People do not exist separate from the world around them and our experiences of madness and mental distress do not exist separate from our broader lives. In phenomenological psychology, it is often stated that to understand a person’s distress, you must seek to understand their world. Phenomenological psychologist, J. H. van den Berg (1972) writes, “to be ill…means, above all, to experience things in a different way, to be different yonder, to live in another, maybe hardly different, maybe completely different world” (p. 45). He advises psychotherapists to “take the side of the patient” by putting ourselves “in his [sic] world” (p. 47). When we step into the person’s world, the meaning of the experience of madness has the potential to become clearer, symptoms more understandable. As van den Berg argues, our descriptions of our world and the objects in them are also descriptions of ourselves. Through the use of game making tools, people like Will O’Neill, offer us a way into their world, and we leave with a different understanding.

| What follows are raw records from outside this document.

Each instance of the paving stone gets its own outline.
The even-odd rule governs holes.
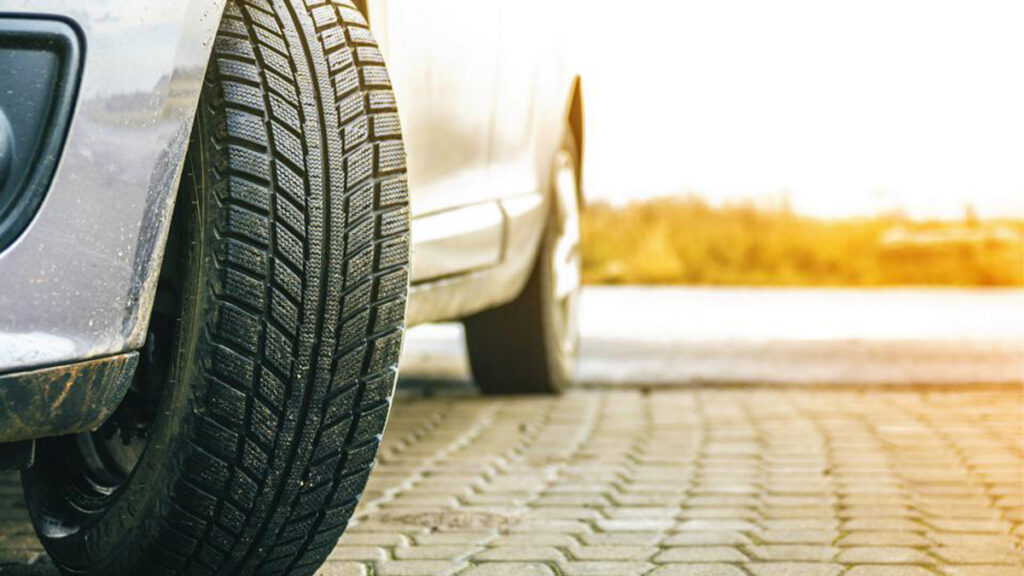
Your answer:
[[[316,571],[316,576],[368,576],[369,569],[364,564],[353,562],[328,562]]]
[[[843,567],[837,564],[776,562],[748,564],[746,570],[754,576],[839,576]]]
[[[563,562],[558,565],[563,576],[640,576],[651,565],[641,562]]]
[[[473,554],[473,562],[557,562],[563,558],[551,546],[502,546]]]
[[[392,561],[376,565],[374,576],[450,576],[465,568],[464,563],[437,561]]]
[[[750,554],[758,560],[827,562],[839,554],[834,546],[781,544],[748,546]]]
[[[318,574],[1021,576],[1022,401],[966,388],[399,395]],[[17,476],[0,474],[0,572],[53,576],[43,553]]]
[[[843,576],[934,576],[920,566],[854,566]]]
[[[462,560],[478,548],[468,546],[398,546],[396,560]]]
[[[736,548],[726,546],[697,546],[668,548],[654,557],[656,564],[670,564],[679,562],[708,563],[708,562],[744,562],[746,554]]]
[[[568,549],[574,560],[638,561],[649,560],[657,551],[652,546],[575,546]]]
[[[741,532],[734,531],[708,531],[708,532],[680,532],[669,536],[662,542],[663,546],[710,546],[710,545],[736,545],[746,544],[751,539]]]
[[[932,553],[948,564],[1008,564],[1020,565],[1024,556],[1020,549],[939,546]]]
[[[1020,576],[1024,573],[1021,566],[993,566],[993,565],[969,565],[969,566],[943,566],[939,570],[946,576]]]
[[[728,564],[673,564],[654,569],[647,576],[744,576]]]
[[[932,564],[925,552],[900,546],[862,546],[845,548],[839,554],[843,564]]]
[[[554,571],[545,564],[516,564],[502,562],[474,566],[459,576],[554,576]]]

Contrary to popular discourse, focusing on mental illness as a disease like any other does little in decreasing stigma and actually may lead to further isolation of the mentally ill. First person accounts like O’Neill’s bring us closer to the person who is suffering. Thus, game designers like O’Neill are offering us valuable tools in fighting stigma even as they worry about the personal consequences of that stigma. In an interview with Polygon, O’Neill spoke of his fear that Actual Sunlight would be used against him when seeking employment or upon entering relationships. It could be argued that compared with the risks of stigma it takes to write these stories, their need to be told must be significant enough to compel us to take them. For those of us reading and playing them, we are lucky that that is the case. We need this counterpoint to the dominant narrative in order to better understand the unique ways people experience mental illness. If the biomedical model offers us insight into the biological factors involved in mental illness, these first person accounts provide the needed insight into how mental illness is lived and understood by the people who experience it. Whether or not first person narrative games on mental illness are successful in what they offer in terms of gameplay, they offer a needed perspective beyond games.

References

Galasiński, D. (2008). Men’s discourses of depression. New York: Palgrave Macmillan.

Hornstein, G. (2009). Agnes’s jacket: A psychologist’s search for the meanings of madness. New York: Rodale Inc.

van den Berg, J. H. (1972). A different existence: Principles of phenomenological psychology. Pittsburg, PN: Duquesne University Press.